The recovery handler on the same group, reclaiming entries idle for over 30 seconds:

// A recovery handler for the same group: reclaims entries left pending for over 30s.
#[subscriber(RedisStream::reclaim("orders", Duration::from_secs(30)).group("workers"))]
async fn recover(order: &Order) -> HandlerResult {
    println!("recovering order {}", order.id);
    HandlerResult::Ack
}

Acknowledgement

Settlement follows the republish-retry model:

  • ack -> XACK (remove from the pending list).
  • nack(requeue = true) -> re-append a copy to the same stream, then XACK the original. The copy is reprocessed by the normal new consumer. This is at-least-once: a crash between the two leaves a duplicate.
  • nack(requeue = false) -> XACK to drop.

Delayed retry

A handler can ask for a delayed redelivery (HandlerResult::retry_after(delay)), for example to back off a transient failure. Redis Streams have no native per-message delay, so by default the runtime falls back to an in-process timer that re-publishes the message after the delay - at-most-once over that window, since a crash before the timer fires loses the deferred copy.

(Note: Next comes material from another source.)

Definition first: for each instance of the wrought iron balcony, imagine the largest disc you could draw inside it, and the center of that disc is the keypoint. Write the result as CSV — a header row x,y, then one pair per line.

For a crash-safe alternative, opt a subscription into a durable ZSET delay queue. It is off by default and you name the ZSET key explicitly (the key has no sane default):

// On a transient failure the handler asks for a delayed retry. The delay queue is the named ZSET,
// so the redelivery is durable: it survives a crash between the failure and the retry firing.
#[subscriber(
    RedisStream::new("orders")
        .group("workers")
        .delayed_retry(DelayedRetry::DurableZset { key: "orders.delayed".to_owned(), ttl: None })
)]
async fn handle_order(order: &Order) -> HandlerResult {
    if order.id == 0 {
        // Park the message in the ZSET for 30s instead of blocking the worker or busy-requeuing.
        return HandlerResult::retry_after(Duration::from_secs(30));
    }
    println!("processed order {}", order.id);
    HandlerResult::Ack
}

A delayed delivery is ZADDed to the named ZSET with a fire_at score, then the original is XACKed; a sweeper folded into the subscription's read loop moves due entries back onto the stream with XADD, so the retry survives a restart. The sweeper's granularity is the read block interval, and the retry-count header is incremented on each pass. An optional TTL on the ZSET key cleans up an abandoned queue, but it must exceed the longest scheduled delay or pending entries are dropped before they fire. Scores are wall-clock epoch milliseconds, so keep clocks synced (NTP).